Bronson Staker is a typical 18-month-old — which is to say, he wasn’t interested in what Mom and Dad were talking about with a stranger. Bronson was far more interested in fussing and squirming and grabbing his father’s cell phone and pretending to talk into it and doing all the delightful things that toddlers do.
None of this would be remarkable except for one fact: Six weeks ago, Bronson was dead.
That is not an overstatement. Bronson is not a a child who briefly lost consciousness after choking on a piece of candy. There’s no other way to describe his condition other than that one uncompromising word: dead.
Fatal distractionBronson’s mother, Sara Staker, had been bathing him and his 2-year-old brother in late January in the family’s Salt Lake City home. Momentarily distracted by one of her other two children, Sara briefly left the bathroom. When she came back, Bronson was facedown in the water, showing no signs of life.
“It was horrible. It was the most helpless feeling I’ve ever had in my life,” Sara told TODAY’s Lester Holt Friday in New York. “There was no question in my mind that he was gone. He was white, his lips were blue. His eyes were rolled back.”
Sara called 911 and started CPR on the lifeless little body. Bronson did not respond. First responders arrived and continued revival efforts. They, too, failed to restore a heartbeat.
When the ambulance arrived at the hospital, Bronson was pronounced DOA — dead on arrival.
Still, he was taken to the ER, where doctors took over resuscitation efforts. After 40 minutes, they finally restored a heartbeat while a ventilator pumped oxygen into Bronson’s lungs.
Now comes the miracle part of the story — the reason Bronson and his parents, Sara and Matt Staker, were sitting on a couch in TODAY’s New York studios, telling their story to Holt.
The doctors told Matt and Sara that there was a high likelihood that Bronson had suffered serious brain damage during the long period that he was clinically dead and his brain was deprived of oxygen. They said there was an experimental treatment called therapeutic hypothermia that might improve his chances of recovery. It would involve lowering Bronson’s body temperature to 91 degrees, almost eight degrees below normal, and putting him in a coma to reduce brain swelling. He would be maintained in that state for almost two weeks, and when he was warmed up and revived, he probably would not be the same boy they knew.
“We asked them, ‘If this was your own child, would you do it?’ They said, ‘Absolutely, yes,’ ” Matt told Holt.
The Stakers told the doctors to go ahead. Bronson was hooked up to more tubes and wires than his parents could count, covered with a blanket filled with chilling fluid, and put in intensive care. All his parents could do was look at him lying in his coma day after day, the tubes and machines breathing for him.
“It was excruciating, because every fiber of your being as a mother wants to hold your child, especially when they’re hurting,” Sara said. “You want to hold him and hug him and wrap him in a blanket and keep him warm.”
She said he was cold to the touch and puffy from all the fluids being pumped into him. “It was just excruciating,” she repeated.
As the day grew nearer when Bronson would be revived, doctors and therapists and rehabilitation experts advised the Stakers on what they could expect.
“We had been told we would probably take home a 16-month-old newborn,” Sara said. “We had been told probably it would be months of rehab, maybe even years.”

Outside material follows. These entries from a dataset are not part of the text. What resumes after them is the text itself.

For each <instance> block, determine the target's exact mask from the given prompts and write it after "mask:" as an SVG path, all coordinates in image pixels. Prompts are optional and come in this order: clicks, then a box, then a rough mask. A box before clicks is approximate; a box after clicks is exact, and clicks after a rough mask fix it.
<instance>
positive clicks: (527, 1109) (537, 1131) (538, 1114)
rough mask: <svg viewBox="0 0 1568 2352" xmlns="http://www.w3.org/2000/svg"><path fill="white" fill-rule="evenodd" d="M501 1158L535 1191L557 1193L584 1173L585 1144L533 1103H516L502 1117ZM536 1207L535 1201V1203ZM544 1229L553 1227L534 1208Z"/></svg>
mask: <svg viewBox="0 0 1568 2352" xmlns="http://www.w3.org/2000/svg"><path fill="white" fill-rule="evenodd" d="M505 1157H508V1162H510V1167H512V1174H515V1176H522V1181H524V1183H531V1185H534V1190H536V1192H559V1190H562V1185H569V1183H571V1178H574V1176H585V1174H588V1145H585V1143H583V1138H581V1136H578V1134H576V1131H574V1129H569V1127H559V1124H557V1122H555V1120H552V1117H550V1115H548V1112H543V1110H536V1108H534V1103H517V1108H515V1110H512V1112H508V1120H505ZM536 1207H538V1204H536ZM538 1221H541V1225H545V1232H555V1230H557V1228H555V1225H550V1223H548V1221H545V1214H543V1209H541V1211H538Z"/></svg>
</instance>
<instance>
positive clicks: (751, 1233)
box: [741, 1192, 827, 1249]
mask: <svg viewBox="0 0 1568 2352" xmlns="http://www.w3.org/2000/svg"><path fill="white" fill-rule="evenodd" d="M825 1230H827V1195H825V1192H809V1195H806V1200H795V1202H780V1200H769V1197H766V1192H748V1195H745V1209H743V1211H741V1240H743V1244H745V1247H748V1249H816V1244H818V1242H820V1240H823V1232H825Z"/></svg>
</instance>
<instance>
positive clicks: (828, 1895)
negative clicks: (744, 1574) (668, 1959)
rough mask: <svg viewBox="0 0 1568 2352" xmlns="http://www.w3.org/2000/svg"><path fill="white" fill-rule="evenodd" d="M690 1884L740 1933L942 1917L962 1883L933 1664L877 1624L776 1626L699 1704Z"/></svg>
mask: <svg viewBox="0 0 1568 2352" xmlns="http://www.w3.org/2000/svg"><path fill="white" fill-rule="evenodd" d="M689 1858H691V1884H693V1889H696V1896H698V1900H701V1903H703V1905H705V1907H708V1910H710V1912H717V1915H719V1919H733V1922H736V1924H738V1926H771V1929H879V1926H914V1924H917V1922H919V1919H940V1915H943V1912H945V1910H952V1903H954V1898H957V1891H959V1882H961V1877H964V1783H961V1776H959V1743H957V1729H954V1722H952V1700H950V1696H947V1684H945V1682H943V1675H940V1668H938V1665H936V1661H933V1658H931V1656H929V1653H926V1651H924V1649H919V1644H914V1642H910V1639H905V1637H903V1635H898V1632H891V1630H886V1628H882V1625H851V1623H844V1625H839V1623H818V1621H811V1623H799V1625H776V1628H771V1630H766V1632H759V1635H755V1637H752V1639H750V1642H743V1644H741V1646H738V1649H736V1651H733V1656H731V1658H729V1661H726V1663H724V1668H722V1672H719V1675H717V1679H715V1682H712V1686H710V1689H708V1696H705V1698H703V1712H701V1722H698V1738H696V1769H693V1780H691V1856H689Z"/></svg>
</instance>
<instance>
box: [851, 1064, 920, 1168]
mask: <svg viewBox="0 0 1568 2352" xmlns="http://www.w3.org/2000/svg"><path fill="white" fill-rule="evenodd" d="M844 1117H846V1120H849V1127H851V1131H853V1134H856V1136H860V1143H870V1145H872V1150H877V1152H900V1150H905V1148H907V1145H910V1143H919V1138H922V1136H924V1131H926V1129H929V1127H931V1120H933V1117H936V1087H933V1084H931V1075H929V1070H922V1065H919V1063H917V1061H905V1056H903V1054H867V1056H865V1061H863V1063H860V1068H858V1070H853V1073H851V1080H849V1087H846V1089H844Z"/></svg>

They were advised to get physical and occupational therapy equipment for their home and be prepared for a six-month regimen. “We were in it for the long haul,” Sara said.
Awake and alertThirteen days after Bronson died and was brought back to a cold and comatose existence, the doctors warmed his body and allowed him to regain consciousness. Sara entered the room and looked at him. He looked back and recognized his mother.
“I walked in the room and the lights were on. Immediately I could see that he was tracking and connecting and looking from one nurse to the other. When I walked in, he lifted his chin and I could see that he knew who I was,” Sara said.
This was beyond where anyone thought Bronson would be. And although he was weak, it was evident immediately that the tot was defying the odds. By the end of the day, he was standing up on his own. A day later he was walking. Two days later, he walked out of the hospital.
“Everything was there,” Matt said. “He was weak because he was lying down for  days, but all his cognitive [functions], how his brain works, it was still there.”
The doctors had given the Stakers a list of milestones that Bronson should reach in the first six months of his recovery. He hit them all in two days. A month later, he shows no signs of any damage. If anything, he’s learning vocabulary faster than he was before the accident, his parents report.
Sara, who has kept a blog of Bronson’s recovery, said it has taught her and Matt to believe that miracles are real. It’s also taught her something about life.
“The lessons we learned are innumerable,” she said. “Life is just so fragile. As parents, we’re so busy and we try to multitask things. It’s really easy to get distracted by the things that aren’t the most important things, and the things that are the most important suffer.
“I hope that we’ve learned those lessons.”